The album cover was painted by Torbjorn Jorgensen / Studio Dzyan.

Professional ratings
Review scores
| Source | Rating |
| AllMusic | Star |

==Track listing==
All songs written by King Diamond (lyrics) and Hank Shermann (music) except where noted.

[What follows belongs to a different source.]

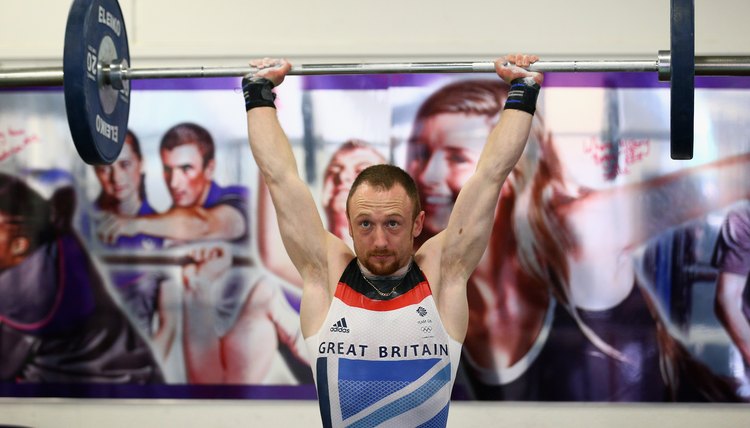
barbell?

1. "Burning the Cross" – 8:49 (music by Benny Petersen)
2. "Curse of the Pharaohs" – 4:27
3. "Return of the Vampire" – 4:50
4. "On a Night of Full Moon" – 6:40
5. "A Corpse Without Soul" – 8:11
6. "Death Kiss" – 5:53
7. "Leave My Soul Alone" (music by Michael Denner) – 3:21
8. "M.D.A." (music and lyrics by Denner) – 4:20
9. "You Asked for It" – 4:13

== Personnel ==
The album was recorded by three different line-ups:
- Tracks 1–6
- King Diamond – vocals
- Hank Shermann – guitars
- Benny Petersen – guitars
- Timi Hansen – bass
- Kim Ruzz – drums

- Tracks 7–8
- King Diamond – vocals
- Hank Shermann – guitars
- Michael Denner – guitars
- Timi Hansen – bass
- "Old Nick Smith" – drums

- Track 9
- King Diamond – vocals
- Hank Shermann – guitars, bass
- Carsten Volsing – guitars
- Jan "Musen" Lindblad – drums

===Notes===
- Tracks 1–5: recorded in Copenhagen, Denmark, late autumn 1981, Kharma Studio – from the "Burning the Cross" demo.
- Track 6: recorded in Hull, England, early spring 1982 – from a 1982 session in England for Ebony Records.
- Tracks 7–8: "Danger Zone" demo, recorded in Copenhagen, Denmark, summer 1981 at Brenner Studio.
- Track 9: Recorded in Copenhagen, Denmark, early spring 1981 – from "Demo 1" together with "Death Kiss" and "Running Away"
- "On a Night of Full Moon" was the original demo of "Desecration of Souls" from the Don't Break the Oath album.
- "Death Kiss" was the original demo of "A Dangerous Meeting" from the Don't Break the Oath album
- "Leave My Soul Alone" and "M.D.A." were originally songs from Michael Denner's band.
- "You Asked for It" was the original demo of "Black Masses"; the B-side of the "Black Funeral" single.